In several places this week there have been reports about the research of Dr Peter Gordon of Columbia University on an Amazonian tribe which has an extremely limited sense of number and ability to count - this correlated with the fact that they have no number words beyond their terms for 'one' and 'two'.
What interests me in the reports are claims of the following kind:
Language moulds our thoughts so much that we cannot conceptualise ideas for which we do not have words...Or, again, see the reference here to 'linguistic determinism', 'the controversial hypothesis that the language available to humans defines our thoughts' - though (from the same source) it seems that Peter Gordon does not himself subscribe to this hypothesis.

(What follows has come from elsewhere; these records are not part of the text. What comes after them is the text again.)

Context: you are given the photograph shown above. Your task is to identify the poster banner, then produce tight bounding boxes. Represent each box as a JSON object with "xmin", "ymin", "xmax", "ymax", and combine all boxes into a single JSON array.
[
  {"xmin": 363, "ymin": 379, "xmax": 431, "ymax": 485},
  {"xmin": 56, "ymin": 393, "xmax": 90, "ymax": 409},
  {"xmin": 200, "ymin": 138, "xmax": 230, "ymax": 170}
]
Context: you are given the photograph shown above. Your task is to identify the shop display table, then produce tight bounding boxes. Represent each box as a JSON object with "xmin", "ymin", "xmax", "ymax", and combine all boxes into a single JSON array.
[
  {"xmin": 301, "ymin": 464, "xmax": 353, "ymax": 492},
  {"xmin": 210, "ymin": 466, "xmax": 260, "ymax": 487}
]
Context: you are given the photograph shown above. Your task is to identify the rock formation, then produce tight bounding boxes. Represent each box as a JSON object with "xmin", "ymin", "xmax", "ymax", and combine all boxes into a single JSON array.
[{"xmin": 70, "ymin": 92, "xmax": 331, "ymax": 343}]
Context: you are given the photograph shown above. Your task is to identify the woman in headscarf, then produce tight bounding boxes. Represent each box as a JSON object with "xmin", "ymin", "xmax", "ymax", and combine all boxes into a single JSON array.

For he's quoted as saying:
.....
Dr Gordon's work supports findings made in the 1930s by Benjamin Lee Whorf, a linguist who argued that language can determine the nature and content of thought.
There are certainly things that we can think about that we cannot talk about.Gordon only argues from this research that for numbers 'a limitation in language affects cognition'.
In any case, it continues to perplex me that anyone at all does subscribe to the hypothesis of linguistic determinism. Unless one makes the hypothesis true in a merely tautological sense, so that we don't allow as counting for 'thought' anything which can't be formulated in words, it seems evident that there are both pre- and sub-linguistic forms of perception, awareness, consciousness and so forth. Think about how you know - exactly - where to place your hand in catching a ball; or, more to the point, how you discriminate between the elementary sounds of which spoken words are made up, so that you can tell what words are being uttered, and thereby gain access to language and the concepts which language makes available to you. This ability so to discriminate those elementary sounds doesn't seem to rest on a linguistically-based conceptual apparatus; and if it did, it would be hard to understand how children come to acquire language in the first place.
So I'm puzzled by those (linguists, postmodernists, discourse theorists, etc.) who argue that everything, for us, is through language. I spoke of this puzzlement once before here, in a more frivolous way than I'm doing now. Is there anyone out there who's properly versed in this area of philosophy (as I myself am not), and could help to clear up my puzzlement?